Relations between the United States and much of the Islamic world have been marked by mistrust and misunderstanding, particularly since the war in Iraq. A panel of Islamic experts says there are moves both sides can make to improve understanding. Many Americans first became acquainted with Islam during the Iranian hostage crisis in 1979. Since then, many people in the United States perceive Islam as violent and intolerant. The United States, experts say, is widely seen in the Muslim world as a colonial power trying to redraw the map and fighting a war against their religion.
At a discussion co-sponsored by the World Council of Washington Wednesday, John Esposito, author of the book, What Everybody Needs to Know About Islam, and a professor of Muslim-Christian studies at Georgetown University, says the United States has a tough job when it comes to improving ties.
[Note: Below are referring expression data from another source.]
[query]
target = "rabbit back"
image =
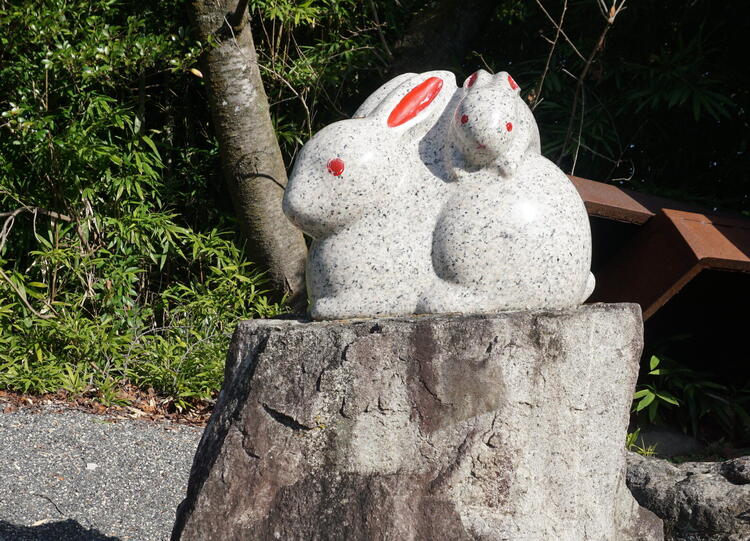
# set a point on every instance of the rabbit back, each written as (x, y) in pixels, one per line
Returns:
(524, 241)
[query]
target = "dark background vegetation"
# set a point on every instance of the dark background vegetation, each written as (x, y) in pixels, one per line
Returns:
(119, 264)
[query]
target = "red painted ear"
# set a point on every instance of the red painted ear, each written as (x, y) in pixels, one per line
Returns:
(415, 101)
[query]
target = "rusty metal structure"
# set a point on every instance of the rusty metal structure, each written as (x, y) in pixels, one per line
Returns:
(673, 243)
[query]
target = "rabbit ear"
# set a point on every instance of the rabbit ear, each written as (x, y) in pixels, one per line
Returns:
(416, 101)
(380, 94)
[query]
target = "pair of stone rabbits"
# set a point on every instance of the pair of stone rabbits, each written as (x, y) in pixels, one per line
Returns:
(436, 199)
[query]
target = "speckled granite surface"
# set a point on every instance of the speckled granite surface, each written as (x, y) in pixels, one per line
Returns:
(435, 198)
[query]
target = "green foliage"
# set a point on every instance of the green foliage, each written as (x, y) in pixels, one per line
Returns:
(631, 444)
(702, 400)
(115, 265)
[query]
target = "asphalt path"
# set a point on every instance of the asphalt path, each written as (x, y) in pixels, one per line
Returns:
(69, 475)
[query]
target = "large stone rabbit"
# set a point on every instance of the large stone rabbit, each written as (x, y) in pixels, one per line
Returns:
(435, 198)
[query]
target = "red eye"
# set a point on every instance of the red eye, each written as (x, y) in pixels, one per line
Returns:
(336, 166)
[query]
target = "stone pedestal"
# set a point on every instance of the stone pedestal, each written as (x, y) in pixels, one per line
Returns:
(509, 426)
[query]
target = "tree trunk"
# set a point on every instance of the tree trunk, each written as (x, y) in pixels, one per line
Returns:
(440, 37)
(250, 155)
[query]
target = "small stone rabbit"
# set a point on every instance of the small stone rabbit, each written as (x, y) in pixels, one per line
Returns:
(435, 198)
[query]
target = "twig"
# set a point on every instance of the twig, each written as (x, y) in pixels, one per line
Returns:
(380, 32)
(21, 295)
(40, 210)
(562, 32)
(538, 93)
(580, 130)
(614, 10)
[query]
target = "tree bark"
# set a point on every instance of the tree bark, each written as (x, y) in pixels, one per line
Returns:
(440, 38)
(251, 159)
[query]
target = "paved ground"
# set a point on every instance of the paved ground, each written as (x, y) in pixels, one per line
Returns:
(76, 476)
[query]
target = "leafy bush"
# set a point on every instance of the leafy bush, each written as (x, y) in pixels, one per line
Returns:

"What we're faced with today, and what any administration will be faced with is, in fact, a relationship with the Muslim world that requires, on the one hand, going after terrorists, and on the other hand, building bridges with the mainstream," he said.
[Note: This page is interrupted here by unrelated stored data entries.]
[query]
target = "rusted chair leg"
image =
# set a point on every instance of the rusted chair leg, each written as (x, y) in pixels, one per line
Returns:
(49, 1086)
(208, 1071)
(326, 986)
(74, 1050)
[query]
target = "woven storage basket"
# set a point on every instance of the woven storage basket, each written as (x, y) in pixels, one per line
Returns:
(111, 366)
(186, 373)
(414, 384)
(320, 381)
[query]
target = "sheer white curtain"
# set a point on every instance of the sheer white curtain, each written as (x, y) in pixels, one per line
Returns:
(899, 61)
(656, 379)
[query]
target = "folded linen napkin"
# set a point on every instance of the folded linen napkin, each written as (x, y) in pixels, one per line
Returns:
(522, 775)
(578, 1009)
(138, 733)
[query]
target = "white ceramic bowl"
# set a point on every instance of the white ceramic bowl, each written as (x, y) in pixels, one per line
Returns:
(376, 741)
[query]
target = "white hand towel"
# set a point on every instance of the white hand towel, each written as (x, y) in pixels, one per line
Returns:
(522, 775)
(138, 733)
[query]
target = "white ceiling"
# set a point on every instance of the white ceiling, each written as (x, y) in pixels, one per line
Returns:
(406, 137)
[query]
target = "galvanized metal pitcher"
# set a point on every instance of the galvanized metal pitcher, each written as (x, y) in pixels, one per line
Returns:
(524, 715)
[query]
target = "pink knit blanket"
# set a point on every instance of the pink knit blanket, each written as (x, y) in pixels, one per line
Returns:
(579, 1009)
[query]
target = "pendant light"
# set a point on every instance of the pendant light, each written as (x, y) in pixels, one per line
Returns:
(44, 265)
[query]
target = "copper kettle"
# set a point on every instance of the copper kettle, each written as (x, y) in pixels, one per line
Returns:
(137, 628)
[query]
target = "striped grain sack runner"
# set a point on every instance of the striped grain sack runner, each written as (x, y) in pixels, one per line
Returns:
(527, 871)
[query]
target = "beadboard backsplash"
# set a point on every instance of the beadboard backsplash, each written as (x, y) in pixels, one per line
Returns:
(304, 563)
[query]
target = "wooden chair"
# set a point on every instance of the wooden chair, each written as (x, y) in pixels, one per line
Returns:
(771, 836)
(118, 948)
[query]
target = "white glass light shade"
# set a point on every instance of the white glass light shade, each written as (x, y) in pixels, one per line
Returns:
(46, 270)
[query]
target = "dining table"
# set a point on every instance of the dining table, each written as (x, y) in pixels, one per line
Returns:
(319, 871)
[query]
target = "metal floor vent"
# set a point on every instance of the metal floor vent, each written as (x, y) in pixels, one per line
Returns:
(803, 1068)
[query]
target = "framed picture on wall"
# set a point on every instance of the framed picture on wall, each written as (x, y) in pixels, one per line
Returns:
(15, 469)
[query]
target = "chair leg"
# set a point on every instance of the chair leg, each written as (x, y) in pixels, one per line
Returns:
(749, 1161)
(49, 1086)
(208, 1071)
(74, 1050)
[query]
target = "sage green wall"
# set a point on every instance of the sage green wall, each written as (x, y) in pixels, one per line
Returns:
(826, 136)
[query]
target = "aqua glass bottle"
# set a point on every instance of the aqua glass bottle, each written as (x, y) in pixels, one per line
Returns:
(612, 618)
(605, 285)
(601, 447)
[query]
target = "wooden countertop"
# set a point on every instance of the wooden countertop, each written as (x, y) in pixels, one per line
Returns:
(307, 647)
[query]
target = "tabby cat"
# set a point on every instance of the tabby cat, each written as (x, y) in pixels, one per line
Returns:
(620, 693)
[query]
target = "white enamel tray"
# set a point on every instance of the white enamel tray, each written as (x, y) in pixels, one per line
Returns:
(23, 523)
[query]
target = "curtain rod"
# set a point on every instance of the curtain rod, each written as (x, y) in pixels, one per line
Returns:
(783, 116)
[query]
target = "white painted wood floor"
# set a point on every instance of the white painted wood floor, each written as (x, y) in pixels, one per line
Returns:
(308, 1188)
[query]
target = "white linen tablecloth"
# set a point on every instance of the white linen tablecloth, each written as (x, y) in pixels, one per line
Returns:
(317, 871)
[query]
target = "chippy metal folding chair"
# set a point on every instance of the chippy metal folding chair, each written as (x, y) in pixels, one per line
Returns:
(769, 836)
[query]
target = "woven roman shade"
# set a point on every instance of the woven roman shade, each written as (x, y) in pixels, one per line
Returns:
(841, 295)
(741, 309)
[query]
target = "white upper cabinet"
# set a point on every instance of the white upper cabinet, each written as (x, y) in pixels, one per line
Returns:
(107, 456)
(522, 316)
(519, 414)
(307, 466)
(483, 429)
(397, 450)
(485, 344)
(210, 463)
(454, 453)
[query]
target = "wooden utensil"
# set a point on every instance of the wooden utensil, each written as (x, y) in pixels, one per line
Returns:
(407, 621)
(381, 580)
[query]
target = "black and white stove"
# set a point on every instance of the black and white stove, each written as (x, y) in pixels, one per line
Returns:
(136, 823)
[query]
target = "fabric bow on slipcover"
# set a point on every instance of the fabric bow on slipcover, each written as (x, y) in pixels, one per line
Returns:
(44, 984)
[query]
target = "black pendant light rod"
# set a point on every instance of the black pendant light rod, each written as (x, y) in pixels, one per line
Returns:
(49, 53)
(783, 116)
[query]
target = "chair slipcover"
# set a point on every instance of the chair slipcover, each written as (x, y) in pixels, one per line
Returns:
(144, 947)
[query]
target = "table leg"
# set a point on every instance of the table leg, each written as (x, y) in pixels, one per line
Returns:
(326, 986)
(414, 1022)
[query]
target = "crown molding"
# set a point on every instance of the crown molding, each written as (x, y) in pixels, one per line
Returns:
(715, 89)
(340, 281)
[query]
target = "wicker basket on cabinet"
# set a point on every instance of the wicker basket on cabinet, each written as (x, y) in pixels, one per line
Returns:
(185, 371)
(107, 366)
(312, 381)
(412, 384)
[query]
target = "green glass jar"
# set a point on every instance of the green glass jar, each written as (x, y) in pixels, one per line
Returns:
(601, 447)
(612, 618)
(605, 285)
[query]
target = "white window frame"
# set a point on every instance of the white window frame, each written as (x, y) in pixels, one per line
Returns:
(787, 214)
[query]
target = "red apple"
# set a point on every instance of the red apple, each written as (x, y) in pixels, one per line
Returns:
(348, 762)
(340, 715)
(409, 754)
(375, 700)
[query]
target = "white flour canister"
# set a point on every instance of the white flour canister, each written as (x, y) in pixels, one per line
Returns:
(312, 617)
Edward Gnehm, a former U.S. ambassador to Jordan and Kuwait, says the day after the 2001 terrorist attacks on the United States, nearly 4,000 Jordanian citizens came to the U.S Embassy in Amman to express their sorrow. He says the seeds for better ties are there, but that efforts by the United States to protect itself at its borders, could be alienating those who seek improved ties.
"The impact of very stringent visa regulations, and the way we treat visitors now when they arrive in the United States is, in fact, to humiliate and make [travel to the United States] more difficult [for] the very group of Arabs who are pro-American, and tend to want to have a relationship with us, from coming here," he said.
The panelists noted that the United States is critical of repressive policies in many Muslim countries that severely limit opposition and women's rights.
Helah Esfandiari, a former official of the Women's Organization of Iran, says countries in the Middle East that are opposed to building more liberal societies cannot just blame the West for regional problems.
"In Iran, reformist parliamentarians were disqualified, and conservatives are now gaining the upper hand in Iran once again, once again trying to turn the clock back," she said. "It is not always the West that is at fault, when it comes to the region. We in the region must also show an effort and a will to advance."
The United States has been pursuing programs to forge understanding between the Muslim world and America. President Bush has called Islam a religion of hope and comfort to more than one billion people, and stressed that the war on terrorism is not a war on Islam.